Но не только Генри Лайонелл в эти минуты внимательно слушал графа Уильяма Стэнфорда!

В тёмном коридоре второго этажа, плотно прижавшись ухом к двери графского кабинета, стоял невысокий стройный подросток лет тринадцати-четырнадцати. Младший сын и любимец графа, Ричард Стэнфорд. Дикки.

Красивый мальчик! Чем-то очень напоминал он отца, и в то же время чувствовалось в его внешности нечто восточное, тревожное, унаследованное от матери. Волосы тёмные, почти чёрные, чуть вьющиеся. Чистая линия лба, полные, чувственные губы. Громадные, на пол-лица глаза орехового цвета, а в глазах читается ум и воля. И напряжённый интерес к тому, что говорится сейчас там, за дверью. А вот страха нет совсем.

Чего ему бояться? Он успеет отскочить от двери и исчезнуть за поворотом коридора, едва заслышав хромую походку отца или тяжёлые шаги Лайонелла. Братец Питер? Это животное, по своему обыкновению, нажралось виски и дрыхнет сейчас мёртвым сном. Слуги? Они поднимаются к отцовскому кабинету лишь тогда, когда внизу зазвонит колокольчик! Мать? Ральф вновь одурманил её успокаивающими каплями, – о, Дик знает, что это за капли и почему они одурманивают! – мать сейчас далеко отсюда, в царстве своих грёз. Сам Платтер? Вот его-то уж Ричард точно не боится. Есть на то свои причины!

А как же совесть? Как же Бог, который видит всё? Ведь подслушивать – это очень скверный поступок!

Э-э! Смотря кому и смотря кого подслушивать. И с какими целями. Когда скверный, а когда – единственно правильный. Кроме того, Ричард уверен: его связывают с Богом особые отношения. Бог избрал его. Бог готовит себе помощника. Ведь не просто же так Он дал Ричарду особый ДАР!

Но Бог не в состоянии уследить за всем, да и не Его это работа. Он Бог, а не констебль из посёлка Фламборо-Хед! Значит, Ричард должен сам побеспокоиться о себе. Хорошенько о себе позаботиться, чтобы была возможность развить, осознать, отшлифовать ДАР. Вот тогда он сможет помогать Богу здесь, на земле. Сможет делать людей лучше, чище, добрее.

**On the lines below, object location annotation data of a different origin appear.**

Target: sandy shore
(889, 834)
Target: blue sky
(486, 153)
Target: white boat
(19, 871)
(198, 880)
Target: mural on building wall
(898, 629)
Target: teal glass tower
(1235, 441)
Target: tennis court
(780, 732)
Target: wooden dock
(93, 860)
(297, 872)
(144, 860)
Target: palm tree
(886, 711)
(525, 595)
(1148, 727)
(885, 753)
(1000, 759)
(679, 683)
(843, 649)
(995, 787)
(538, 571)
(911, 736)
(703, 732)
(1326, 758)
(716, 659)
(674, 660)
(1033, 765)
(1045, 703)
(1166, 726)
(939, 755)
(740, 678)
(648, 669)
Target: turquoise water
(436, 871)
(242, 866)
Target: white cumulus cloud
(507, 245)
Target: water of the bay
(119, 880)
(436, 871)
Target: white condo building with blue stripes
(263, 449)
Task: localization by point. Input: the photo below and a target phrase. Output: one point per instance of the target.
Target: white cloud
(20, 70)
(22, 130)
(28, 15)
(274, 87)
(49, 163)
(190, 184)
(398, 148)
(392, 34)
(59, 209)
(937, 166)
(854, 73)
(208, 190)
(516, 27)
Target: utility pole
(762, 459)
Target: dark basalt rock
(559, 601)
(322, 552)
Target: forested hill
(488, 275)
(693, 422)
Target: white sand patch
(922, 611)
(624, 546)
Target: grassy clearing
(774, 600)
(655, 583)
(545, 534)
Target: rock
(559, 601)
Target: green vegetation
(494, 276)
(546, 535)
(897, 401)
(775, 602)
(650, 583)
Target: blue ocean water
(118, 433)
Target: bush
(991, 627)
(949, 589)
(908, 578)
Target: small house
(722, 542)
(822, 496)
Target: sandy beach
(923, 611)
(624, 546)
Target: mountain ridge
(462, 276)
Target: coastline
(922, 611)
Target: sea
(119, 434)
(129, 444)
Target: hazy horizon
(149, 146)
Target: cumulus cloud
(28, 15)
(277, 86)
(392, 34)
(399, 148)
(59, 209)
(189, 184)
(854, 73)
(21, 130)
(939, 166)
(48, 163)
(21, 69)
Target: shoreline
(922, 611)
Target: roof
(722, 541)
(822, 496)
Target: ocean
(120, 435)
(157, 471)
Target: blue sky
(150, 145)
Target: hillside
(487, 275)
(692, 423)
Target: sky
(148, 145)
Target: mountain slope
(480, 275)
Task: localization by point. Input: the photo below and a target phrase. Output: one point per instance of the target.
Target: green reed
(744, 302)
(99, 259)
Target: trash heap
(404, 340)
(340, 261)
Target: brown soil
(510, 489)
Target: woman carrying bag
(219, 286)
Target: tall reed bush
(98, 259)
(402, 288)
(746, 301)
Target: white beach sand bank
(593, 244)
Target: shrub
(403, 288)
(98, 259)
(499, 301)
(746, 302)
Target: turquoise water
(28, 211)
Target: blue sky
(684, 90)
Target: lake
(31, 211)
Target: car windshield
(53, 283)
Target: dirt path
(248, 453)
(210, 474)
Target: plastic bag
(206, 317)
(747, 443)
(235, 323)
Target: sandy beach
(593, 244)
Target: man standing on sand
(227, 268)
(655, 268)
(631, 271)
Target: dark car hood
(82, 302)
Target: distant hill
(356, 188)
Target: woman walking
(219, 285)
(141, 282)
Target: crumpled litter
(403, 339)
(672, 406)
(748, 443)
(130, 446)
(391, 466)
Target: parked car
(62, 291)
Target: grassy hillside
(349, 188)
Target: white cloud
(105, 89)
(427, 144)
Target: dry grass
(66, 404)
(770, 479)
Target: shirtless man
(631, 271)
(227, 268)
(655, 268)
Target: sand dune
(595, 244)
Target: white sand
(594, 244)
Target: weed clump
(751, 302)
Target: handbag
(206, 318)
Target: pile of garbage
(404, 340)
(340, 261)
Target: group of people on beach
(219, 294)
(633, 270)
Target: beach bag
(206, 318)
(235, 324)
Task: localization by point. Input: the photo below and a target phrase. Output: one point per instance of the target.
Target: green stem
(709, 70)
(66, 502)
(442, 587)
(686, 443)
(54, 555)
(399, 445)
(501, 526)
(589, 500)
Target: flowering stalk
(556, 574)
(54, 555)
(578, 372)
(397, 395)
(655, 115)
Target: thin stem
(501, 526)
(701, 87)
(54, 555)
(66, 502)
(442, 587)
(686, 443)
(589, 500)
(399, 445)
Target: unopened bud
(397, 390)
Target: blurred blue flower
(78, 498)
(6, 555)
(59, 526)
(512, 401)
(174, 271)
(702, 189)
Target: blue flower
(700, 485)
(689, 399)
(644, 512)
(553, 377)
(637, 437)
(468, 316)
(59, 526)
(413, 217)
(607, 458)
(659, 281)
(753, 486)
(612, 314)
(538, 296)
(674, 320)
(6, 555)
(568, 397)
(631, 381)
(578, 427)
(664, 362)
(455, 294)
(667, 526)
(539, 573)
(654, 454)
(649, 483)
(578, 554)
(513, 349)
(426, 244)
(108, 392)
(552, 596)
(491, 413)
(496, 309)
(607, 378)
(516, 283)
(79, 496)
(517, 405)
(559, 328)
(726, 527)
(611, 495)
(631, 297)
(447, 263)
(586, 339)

Но для этого он должен в точности знать, о чём говорят сейчас за дверью кабинета.

Ну-ка, прислушаемся…

– …не получится, Уильям! Майорат есть майорат, – и титул, и всё, чем вы владеете, должен унаследовать старший сын. Питер.

– И никаких возможностей?

– Отчего же, – тяжело вздохнул Лайонелл. – Есть возможности. Вы можете выразить свою прямую волю. Скажем, лишить Питера наследства. Но, во-первых, это грандиозный скандал, пятно на чести вашего рода. А во-вторых, на каком, собственно, основании?

– Он ненавидит мою жену и своего брата. Он сразу возненавидел Фатиму. Я привёз её сюда пятнадцать лет назад, я думал, что Питер привыкнет… Но нет!

«Если бы ты знал, отец, до какой степени Питер ненавидит нас с матерью!» – подумал Ричард, который из-за двери прекрасно слышал каждое слово.

С некоторых пор Дик избегал смотреть в глаза старшего брата без крайней необходимости. Слишком уж взгляд у Питера становился… характерным. Заставляющим поневоле вспомнить о кобрах, удавах и прочих опасных тварях с холодной кровью.

– Поставьте себя на его место, друг мой, – развёл руками Лайонелл. – Вы бы их любили? Что до сроков… Сильные чувства, такие как восторг или, скажем, умиление, не могут длиться долго, сохраняя свой накал. Есть только одно исключение – ненависть. Вам ли не знать, ведь вы же профессиональный военный.

– Он… Он спивается! Он уже законченный алкоголик!

Некоторое время Лайонелл молчал. Затем, кряхтя, выбрался из-за стола. Теперь уже он подошёл к окну, незряче уставился в темноту осенних йоркширских полей. Затем повернулся к другу.

– Не я начинал этот разговор, Уильям, – тихо, почти шёпотом сказал Генри. – Так что… не обижайтесь. Алкоголик, говорите? А вы сами, друг мой? Ведь вы уже не можете прожить без морфия. Молчите. Не спрашивайте меня, откуда мне это известно. Я никогда не шпионил за вами. Но я много чего повидал в жизни. В том числе и морфинистов. Берегитесь, граф! Это билет в один конец. Это драконья пещера шотландских сказок: зайти может любой, но вот выйти…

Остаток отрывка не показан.